Multiscale and multiphysical computer simulaton methods
Continuum field models based simulation techniques based on differential equations have shown the power to solve real-world problems since the development of digital computers. The viability of the model relies on corresponding approximation for physical fields. With great and solid successes among industrial applications including engineering mechanics, heat transfer and chemical reaction, the continuum models, as we believe, can reach much further by integrating multiphysical models. Two simple examples related to the energetic issues are fluid-structure interaction in biological systems and electromechanical coupling in nanoscale devices.
Giving the Newton's second law, a large set of phenomena can be investigated using the Monte-Carlo or molecular dynamics methods, from mechanical stiffness, fracture toughness, phase transformation, transport phenomena to protein folding problems. The key is the interatomic interaction form, where all other informations are implicitly integrated. We thus have the ability to perform in-silico experiments for complex systems, with the help from basic statistical physics principles.
quantum mechanics methods for electronic structures
Speaking of first-principles simulations of material properies, to solving the Schoedinger equations in quantum mechanics with the minimum approximation and empirical parameter inputs are the only affordable approach we can employ nowadays.
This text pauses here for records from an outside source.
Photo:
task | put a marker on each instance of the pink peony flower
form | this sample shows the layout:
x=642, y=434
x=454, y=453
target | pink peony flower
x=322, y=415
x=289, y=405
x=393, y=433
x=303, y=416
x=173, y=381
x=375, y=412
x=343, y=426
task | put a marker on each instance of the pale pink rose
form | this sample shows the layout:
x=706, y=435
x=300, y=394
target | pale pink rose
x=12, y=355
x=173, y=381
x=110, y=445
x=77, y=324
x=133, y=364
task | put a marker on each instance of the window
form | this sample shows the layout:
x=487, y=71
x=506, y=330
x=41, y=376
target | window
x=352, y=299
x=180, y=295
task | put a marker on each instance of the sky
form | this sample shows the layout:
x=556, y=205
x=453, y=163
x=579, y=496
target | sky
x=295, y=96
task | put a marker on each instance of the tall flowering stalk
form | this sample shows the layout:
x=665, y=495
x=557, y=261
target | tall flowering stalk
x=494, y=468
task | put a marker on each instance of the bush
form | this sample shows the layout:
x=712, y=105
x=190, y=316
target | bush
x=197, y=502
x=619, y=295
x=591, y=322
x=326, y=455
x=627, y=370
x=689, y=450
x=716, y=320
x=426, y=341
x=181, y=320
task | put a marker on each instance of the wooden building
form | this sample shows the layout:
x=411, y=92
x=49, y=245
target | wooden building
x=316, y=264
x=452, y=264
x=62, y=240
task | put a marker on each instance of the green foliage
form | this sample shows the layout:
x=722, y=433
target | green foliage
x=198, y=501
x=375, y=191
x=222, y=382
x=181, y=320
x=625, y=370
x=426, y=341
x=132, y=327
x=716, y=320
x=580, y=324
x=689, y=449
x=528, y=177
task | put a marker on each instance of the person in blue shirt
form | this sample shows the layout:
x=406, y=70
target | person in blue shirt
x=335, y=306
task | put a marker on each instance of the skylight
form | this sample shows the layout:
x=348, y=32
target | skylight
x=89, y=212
Quantum Monte-Carlo simulations, Hartree-Fock and density functional theory with different description for the many-body picture of the electronic system give accurate prediction for materials properties. By including the electrons, we are much beyond the atomic and phononic point of view, electronic, magnetic and optical properties become also treatable.
simulations - coarse-graining and multiscale modeling
To bridge the scales in these models, hierarchically or concurrently, coarse-graining at different levels are implemented: mapping atomic structure to continuum models, bead-spring models for biological networks, dielectric correction of interatomic interaciton in implicit solvent model, elastic network model are constructed for protein. These are the key to extend highly accurate atomistic simulation methods to the real-world engineering problems that are across multiple temporal and spatial scales.